Lance left his circle of friends, or as he says, his “community of reference,” back in Oklahoma City, where he used to live and pastor. Late last year he, his wife and their son moved to Kansas City where Lance is pastor at Rosedale Congregational Church, UCC. This is his first time working outside of the Nazarene Church, the denomination in which he first found his faith and the denomination in which he prepared and served until now. He explains the way the United Church of Christ (UCC) operates and how it allows for a diverse range of beliefs and approaches to ministry. I ask him what is the common ground or unifying thread in a Church that allows for so much plurality. “It’s not just one thing…a lot of it is tradition, the way of organizing life through liturgy, but also this idea that Jesus is Lord. What that means for people can vary, but there’s this idea that Jesus is whom we organize our life around.”
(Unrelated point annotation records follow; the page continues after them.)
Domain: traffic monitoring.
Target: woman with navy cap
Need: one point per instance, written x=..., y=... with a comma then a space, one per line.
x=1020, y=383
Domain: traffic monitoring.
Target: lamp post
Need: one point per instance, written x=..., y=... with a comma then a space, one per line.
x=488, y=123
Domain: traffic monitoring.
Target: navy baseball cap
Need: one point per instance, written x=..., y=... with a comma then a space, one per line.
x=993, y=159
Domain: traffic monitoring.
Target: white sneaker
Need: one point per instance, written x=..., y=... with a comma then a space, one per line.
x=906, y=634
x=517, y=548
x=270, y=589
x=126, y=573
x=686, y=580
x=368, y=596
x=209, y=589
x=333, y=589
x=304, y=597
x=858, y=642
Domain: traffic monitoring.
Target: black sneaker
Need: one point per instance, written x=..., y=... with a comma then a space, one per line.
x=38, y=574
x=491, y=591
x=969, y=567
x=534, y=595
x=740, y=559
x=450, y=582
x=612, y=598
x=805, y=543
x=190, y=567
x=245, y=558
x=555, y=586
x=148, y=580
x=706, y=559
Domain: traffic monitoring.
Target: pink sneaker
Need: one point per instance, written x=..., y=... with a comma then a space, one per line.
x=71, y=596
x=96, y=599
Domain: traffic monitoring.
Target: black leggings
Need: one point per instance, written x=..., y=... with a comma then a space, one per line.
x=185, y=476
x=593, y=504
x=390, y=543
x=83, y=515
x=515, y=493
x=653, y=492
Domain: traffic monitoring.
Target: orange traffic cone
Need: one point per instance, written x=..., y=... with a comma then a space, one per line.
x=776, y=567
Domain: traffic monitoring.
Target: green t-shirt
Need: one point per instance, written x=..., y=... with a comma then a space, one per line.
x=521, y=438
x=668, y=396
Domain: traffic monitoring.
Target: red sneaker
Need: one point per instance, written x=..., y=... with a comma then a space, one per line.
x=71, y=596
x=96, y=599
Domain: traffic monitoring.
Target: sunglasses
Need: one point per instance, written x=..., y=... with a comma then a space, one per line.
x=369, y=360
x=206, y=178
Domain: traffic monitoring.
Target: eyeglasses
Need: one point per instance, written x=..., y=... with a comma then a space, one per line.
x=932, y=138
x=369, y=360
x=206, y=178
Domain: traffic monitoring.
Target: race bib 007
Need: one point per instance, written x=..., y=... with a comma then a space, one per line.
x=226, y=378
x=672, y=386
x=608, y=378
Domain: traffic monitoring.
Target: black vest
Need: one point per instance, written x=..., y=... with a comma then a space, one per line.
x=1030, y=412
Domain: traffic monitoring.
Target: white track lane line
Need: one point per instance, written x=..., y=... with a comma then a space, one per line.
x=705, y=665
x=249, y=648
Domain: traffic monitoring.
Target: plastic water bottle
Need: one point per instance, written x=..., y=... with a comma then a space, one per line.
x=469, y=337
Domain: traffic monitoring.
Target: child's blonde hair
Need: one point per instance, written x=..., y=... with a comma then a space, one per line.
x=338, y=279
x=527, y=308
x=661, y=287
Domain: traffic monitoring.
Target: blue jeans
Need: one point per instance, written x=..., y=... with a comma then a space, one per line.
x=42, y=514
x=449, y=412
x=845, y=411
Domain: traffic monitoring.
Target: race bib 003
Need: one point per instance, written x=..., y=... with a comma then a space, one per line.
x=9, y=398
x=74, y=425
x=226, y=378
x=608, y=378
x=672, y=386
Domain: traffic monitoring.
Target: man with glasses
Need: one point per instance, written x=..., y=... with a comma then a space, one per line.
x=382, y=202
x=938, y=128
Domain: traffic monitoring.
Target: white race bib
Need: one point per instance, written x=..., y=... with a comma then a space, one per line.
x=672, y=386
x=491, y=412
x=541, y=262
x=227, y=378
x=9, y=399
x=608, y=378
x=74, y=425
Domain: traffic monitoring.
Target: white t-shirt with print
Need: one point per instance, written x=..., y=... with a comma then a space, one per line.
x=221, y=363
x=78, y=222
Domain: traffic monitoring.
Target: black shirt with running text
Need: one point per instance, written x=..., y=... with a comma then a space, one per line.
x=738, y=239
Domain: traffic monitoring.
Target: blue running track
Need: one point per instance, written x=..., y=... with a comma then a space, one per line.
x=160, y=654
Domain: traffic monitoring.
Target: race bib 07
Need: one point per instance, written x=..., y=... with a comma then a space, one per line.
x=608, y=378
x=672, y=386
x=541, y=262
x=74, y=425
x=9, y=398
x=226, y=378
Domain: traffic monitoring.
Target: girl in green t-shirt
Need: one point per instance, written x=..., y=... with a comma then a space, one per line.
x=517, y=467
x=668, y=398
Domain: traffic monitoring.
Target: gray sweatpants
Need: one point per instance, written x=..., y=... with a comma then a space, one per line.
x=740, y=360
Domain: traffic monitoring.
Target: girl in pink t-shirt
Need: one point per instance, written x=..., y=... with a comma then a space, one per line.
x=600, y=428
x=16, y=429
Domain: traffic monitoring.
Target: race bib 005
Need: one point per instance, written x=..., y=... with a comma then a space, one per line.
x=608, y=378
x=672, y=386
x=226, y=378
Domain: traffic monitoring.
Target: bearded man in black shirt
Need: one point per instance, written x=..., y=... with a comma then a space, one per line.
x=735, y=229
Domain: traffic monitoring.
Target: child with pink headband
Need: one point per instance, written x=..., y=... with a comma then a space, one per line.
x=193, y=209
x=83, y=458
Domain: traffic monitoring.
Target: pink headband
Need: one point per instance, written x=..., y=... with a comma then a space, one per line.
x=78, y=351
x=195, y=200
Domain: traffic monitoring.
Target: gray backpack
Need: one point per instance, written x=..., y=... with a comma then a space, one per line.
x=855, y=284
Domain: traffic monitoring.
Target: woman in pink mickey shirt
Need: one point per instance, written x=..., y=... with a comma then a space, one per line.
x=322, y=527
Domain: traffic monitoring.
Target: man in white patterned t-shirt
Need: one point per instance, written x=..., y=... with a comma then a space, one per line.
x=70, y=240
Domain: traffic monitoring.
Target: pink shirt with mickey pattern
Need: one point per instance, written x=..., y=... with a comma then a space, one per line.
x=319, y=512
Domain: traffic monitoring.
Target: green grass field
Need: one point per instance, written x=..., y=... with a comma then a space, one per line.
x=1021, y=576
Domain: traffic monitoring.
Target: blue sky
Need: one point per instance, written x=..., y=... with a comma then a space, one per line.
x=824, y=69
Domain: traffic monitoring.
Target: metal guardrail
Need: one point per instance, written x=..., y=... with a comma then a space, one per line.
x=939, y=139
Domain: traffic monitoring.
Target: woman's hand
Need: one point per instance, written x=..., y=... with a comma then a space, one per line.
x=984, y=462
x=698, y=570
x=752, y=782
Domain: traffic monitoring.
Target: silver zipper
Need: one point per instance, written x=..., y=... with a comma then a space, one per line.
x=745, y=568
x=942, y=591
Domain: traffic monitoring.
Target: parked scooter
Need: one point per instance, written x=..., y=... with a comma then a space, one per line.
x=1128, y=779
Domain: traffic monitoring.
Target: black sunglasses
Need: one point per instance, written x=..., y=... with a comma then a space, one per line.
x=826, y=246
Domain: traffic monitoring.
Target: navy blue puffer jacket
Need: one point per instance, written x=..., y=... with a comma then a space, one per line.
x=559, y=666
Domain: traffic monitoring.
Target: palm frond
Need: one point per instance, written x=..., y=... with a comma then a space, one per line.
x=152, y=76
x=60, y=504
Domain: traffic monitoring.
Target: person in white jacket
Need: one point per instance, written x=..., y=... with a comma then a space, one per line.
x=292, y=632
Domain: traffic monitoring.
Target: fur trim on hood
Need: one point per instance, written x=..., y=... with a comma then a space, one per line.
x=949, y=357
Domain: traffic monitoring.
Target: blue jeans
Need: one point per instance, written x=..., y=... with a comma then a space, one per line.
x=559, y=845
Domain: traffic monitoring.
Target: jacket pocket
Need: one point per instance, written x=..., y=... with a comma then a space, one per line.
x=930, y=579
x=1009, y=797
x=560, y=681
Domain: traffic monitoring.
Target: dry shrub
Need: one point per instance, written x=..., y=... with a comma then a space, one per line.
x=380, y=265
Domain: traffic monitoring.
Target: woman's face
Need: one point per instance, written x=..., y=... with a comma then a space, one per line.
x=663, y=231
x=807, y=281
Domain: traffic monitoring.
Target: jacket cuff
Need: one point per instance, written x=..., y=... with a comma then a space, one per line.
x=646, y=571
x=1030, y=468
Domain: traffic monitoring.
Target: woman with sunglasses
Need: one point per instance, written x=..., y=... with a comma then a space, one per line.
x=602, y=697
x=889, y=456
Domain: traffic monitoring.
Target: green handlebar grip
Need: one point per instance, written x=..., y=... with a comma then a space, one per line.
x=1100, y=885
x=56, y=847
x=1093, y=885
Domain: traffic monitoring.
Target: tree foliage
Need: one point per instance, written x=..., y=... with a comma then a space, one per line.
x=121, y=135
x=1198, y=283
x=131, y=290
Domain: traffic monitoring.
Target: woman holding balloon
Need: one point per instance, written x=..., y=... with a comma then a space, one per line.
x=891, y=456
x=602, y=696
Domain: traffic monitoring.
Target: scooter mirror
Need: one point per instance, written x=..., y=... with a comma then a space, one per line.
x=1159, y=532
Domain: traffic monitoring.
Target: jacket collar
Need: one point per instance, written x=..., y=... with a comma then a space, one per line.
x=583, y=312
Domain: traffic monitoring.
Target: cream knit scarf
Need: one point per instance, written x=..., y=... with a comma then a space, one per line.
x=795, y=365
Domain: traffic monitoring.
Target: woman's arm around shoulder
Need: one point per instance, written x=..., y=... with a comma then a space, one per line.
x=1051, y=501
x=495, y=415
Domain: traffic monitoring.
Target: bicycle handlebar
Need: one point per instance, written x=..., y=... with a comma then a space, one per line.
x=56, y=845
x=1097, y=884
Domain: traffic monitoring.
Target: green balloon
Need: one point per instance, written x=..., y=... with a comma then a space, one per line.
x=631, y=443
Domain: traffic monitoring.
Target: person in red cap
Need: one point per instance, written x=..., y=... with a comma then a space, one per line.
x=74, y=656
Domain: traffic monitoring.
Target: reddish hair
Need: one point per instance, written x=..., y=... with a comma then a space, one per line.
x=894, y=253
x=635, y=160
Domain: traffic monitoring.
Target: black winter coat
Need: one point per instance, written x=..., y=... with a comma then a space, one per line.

Lately I’ve noticed a lot of people saying things like, “I’m spiritual, not religious,” and, “I don’t have a religion, I have a relationship.” As I hear Lance talk about his faith and his views, I wonder what he makes of all this. “I consider myself a very religious person. I need religion, I need structures and routines to help me be the person I think God is calling me to be.” This is not exactly the answer I was expecting, so he explains, “Religion is what binds me to other people, it is a system and a structure that helps me transmit my values through time.” As one who loves religion(s), this is music to my ears. I understand why so many people speak of religion disdainfully, but I still believe there is something of awe and wonderment in religion that we can at least appreciate, and it worries me to see religion so easily dismissed. “Christianity is a religion – there are agreed-upon systems of belief. And I understand the sentiment behind ‘I have a relationship, not a religion,’ it just doesn’t speak to me. I’m profoundly religious. Religion is a word that means ‘to bind together,’ and that’s what I need – a system and a structure to help me bind myself to God and to others.”
As I’ve been talking to people of faith in the past few weeks, one of my favorite things to ask is how they experience God. Because Lance has talked about “the mystery,” I’m surprised yet again by his answer. He talks about social work, about church members sacking groceries for inner city families. I tell Lance that his examples of “God experiences” sound very human and very natural. “Sacking groceries is as supernatural to me as some sort of feeling that happens during a church service. I feel those moments just as much in a wonderful service as I do in the humdrum, day-to-day. God can be experienced anywhere if we just have the patience to slow down.”
An hour later I feel like maybe I’ve unlocked a few more clues, I’m getting closer to figuring out this mystery. But every question seems to give birth to three more questions, and Lance is perfectly comfortable with questions; he actually seems to thrive in them. “I don’t know what it is, and I’m okay with that. God is not some scientific formula to be figured out. God is to me something bigger. I have no problem with questions, doubt is not the enemy of faith.” “Whoa! Can you tell me more about that,” I ask. He replies, “you can’t have any answers unless you have questions, and part of the fun is trying to figure it out. I mean, Neil deGrasse Tyson has made me love God more because he has good questions. And I realize that faith is not science. Science is true whether I believe it or not, faith is not the same way. Faith is bigger than that.” And so, the mystery remains.